Nicht nur ältere Menschen, von denen in diesem Zusammenhang gerne gesprochen wird, fühlen sich folglich einsam. 20 Prozent der Jungen geben in einer weiteren Studie an, sich allein zu fühlen. Doch was sind die Ursachen dieser Entwicklung?

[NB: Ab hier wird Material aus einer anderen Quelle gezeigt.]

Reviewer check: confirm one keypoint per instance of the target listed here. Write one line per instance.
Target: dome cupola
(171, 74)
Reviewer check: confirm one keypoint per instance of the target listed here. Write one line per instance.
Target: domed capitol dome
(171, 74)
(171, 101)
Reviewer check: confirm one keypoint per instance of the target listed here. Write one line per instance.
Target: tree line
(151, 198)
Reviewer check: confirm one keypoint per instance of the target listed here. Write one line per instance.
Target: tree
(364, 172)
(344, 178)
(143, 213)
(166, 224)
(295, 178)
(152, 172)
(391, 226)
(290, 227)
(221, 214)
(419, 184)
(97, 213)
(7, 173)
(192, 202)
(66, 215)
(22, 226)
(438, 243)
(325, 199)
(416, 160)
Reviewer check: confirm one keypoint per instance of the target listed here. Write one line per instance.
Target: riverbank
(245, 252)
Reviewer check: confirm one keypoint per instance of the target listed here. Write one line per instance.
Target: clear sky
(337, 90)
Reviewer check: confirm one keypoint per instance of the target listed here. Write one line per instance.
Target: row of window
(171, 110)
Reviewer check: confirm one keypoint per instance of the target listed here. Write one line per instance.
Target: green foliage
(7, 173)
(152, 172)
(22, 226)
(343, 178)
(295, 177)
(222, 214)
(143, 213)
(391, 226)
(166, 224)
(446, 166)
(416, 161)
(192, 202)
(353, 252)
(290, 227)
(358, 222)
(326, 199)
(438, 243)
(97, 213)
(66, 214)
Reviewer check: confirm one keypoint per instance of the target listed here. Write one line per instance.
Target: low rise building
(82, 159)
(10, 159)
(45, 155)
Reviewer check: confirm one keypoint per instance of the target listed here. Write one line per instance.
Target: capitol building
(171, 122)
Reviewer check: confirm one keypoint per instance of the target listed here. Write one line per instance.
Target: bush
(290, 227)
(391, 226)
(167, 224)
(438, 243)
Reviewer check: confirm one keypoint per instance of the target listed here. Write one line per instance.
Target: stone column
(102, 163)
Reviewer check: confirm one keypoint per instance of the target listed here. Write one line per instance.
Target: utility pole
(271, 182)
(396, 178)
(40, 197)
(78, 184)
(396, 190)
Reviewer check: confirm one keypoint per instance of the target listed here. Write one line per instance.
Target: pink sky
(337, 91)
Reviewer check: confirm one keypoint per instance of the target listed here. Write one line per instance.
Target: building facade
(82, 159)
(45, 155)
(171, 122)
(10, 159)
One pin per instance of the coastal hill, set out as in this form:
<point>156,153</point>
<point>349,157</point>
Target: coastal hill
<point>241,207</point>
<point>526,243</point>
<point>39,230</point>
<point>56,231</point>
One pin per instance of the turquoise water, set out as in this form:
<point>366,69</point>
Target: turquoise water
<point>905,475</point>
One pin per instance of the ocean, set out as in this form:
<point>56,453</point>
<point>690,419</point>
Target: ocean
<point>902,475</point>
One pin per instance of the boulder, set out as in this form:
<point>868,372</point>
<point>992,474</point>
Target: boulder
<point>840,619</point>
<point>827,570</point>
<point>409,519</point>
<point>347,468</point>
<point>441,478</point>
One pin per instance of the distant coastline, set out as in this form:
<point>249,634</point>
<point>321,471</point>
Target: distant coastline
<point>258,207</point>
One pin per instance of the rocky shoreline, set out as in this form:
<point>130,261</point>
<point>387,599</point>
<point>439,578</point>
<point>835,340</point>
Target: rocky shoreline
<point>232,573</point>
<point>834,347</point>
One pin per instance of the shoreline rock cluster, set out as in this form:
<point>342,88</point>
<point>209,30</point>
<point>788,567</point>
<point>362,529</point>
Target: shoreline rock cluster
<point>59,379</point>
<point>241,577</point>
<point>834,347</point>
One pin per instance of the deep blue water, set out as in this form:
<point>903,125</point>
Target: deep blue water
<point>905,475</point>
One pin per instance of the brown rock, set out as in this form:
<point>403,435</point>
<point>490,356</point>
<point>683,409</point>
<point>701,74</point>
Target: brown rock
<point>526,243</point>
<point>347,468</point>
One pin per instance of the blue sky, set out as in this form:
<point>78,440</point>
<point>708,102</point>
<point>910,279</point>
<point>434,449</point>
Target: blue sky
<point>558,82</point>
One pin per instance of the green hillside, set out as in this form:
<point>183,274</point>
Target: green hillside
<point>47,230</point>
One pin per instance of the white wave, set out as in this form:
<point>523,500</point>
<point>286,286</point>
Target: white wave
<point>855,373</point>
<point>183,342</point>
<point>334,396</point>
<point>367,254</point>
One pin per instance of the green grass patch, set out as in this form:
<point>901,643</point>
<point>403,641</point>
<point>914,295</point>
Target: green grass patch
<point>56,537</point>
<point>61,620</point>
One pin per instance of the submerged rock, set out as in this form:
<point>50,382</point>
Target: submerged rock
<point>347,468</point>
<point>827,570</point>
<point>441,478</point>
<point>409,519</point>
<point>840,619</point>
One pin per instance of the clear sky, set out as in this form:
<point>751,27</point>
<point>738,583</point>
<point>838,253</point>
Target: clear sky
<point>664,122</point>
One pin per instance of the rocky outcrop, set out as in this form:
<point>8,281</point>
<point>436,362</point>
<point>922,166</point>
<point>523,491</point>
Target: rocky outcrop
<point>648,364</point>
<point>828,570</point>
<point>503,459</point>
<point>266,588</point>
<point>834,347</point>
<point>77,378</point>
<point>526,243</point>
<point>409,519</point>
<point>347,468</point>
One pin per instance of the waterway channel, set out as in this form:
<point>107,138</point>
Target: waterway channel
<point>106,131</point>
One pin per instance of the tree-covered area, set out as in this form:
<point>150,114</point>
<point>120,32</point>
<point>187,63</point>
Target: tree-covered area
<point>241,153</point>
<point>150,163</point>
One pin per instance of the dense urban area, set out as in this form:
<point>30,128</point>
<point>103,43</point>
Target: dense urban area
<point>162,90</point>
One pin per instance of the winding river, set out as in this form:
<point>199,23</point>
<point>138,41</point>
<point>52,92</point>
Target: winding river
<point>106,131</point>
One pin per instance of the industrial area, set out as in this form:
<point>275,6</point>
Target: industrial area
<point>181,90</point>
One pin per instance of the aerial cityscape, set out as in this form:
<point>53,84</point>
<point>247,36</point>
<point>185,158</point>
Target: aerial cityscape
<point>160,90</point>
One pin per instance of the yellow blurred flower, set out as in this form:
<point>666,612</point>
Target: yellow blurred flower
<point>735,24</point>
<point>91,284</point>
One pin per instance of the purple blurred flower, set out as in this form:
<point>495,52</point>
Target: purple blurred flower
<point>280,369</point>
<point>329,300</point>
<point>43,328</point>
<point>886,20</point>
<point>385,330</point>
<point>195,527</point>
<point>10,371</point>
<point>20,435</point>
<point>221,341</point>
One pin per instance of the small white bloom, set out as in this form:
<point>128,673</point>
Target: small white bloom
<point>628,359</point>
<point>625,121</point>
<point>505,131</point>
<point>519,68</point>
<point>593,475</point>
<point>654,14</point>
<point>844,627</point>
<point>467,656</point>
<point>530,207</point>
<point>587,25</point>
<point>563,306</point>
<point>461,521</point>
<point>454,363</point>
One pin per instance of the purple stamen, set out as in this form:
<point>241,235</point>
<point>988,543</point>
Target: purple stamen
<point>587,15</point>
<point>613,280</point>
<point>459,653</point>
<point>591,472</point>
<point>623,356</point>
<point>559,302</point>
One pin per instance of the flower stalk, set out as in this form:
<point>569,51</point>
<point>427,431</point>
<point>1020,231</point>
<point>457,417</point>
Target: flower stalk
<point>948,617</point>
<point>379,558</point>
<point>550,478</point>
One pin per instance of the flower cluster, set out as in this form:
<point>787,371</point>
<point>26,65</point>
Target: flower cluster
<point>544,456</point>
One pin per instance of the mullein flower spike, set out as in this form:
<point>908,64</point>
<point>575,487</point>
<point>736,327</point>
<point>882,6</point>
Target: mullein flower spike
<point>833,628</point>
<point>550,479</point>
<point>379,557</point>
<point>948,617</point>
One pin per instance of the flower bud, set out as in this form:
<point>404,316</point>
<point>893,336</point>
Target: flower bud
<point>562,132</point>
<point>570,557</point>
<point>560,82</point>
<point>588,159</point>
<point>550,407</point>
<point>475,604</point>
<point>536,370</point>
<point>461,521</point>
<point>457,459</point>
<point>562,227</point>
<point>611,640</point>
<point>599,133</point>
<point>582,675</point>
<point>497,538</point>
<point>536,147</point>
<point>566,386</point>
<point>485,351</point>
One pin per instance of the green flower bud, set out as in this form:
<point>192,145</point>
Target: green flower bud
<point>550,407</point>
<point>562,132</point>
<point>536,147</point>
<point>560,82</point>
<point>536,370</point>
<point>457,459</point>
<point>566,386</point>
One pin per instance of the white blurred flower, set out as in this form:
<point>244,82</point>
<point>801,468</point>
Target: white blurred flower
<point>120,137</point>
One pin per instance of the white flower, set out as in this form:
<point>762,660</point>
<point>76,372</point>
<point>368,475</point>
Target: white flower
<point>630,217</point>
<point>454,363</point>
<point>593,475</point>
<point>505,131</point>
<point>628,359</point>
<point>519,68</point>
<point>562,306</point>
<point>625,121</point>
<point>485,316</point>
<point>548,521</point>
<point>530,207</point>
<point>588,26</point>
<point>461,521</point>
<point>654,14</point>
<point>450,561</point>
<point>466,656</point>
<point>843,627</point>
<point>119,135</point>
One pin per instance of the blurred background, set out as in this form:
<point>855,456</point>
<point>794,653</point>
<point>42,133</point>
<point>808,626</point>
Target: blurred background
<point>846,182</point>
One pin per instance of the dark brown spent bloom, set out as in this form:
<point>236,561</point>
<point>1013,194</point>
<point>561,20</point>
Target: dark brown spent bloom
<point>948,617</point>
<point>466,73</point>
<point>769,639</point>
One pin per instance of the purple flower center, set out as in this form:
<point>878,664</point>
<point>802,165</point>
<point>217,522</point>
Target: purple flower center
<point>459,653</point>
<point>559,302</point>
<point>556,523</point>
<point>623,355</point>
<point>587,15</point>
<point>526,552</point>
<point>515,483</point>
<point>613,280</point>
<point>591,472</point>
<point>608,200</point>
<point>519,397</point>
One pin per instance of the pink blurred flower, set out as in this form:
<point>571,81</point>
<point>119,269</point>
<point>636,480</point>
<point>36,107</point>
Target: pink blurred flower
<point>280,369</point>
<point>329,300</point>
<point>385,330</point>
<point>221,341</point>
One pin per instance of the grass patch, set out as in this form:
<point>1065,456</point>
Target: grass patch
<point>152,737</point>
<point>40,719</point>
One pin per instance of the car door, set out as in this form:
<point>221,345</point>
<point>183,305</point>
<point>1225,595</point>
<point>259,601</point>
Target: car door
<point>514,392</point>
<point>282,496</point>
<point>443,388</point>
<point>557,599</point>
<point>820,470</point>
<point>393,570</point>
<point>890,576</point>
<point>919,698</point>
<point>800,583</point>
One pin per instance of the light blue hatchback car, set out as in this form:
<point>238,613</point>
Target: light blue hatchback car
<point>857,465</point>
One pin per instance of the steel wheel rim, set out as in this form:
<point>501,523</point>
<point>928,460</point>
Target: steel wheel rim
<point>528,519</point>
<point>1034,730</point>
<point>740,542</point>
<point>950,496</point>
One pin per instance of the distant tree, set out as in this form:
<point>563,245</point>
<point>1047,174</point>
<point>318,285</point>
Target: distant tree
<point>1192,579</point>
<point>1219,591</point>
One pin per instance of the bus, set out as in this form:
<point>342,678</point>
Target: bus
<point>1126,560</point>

„Es ist heute extrem schwierig, Zeit für Freundinnen zu finden und am selben Ort zu bleiben“, sagt Donata Romizi, Philosophin der Universität Wien, die an jenem Dienstag im Mai gemeinsam mit Frank Welz und der Germanistin Karin Wozonig im Rahmen des vom Wissenschaftsministerium und der FURCHE veranstalteten Science Talk spricht. „Schon Aristoteles hat gesagt: Echte Freundschaften brauchen Zeit und Zusammenleben, um wachsen zu können.“

Welz, der bis 2017 als Präsident der Europäischen Gesellschaft für Soziologie tätig war, bringt gegenteilige Befunde: „Wer studiert und wer mehr Geld hat, hat mehr Freunde – vor allem deshalb, weil diese Menschen öfter den Ort wechseln.“ Wer immer am selben Platz arbeitet und nach Dienstschluss völlig erschöpft zu Bett geht, hat schlichtweg weniger Zeit für freizeitliche Beziehungen.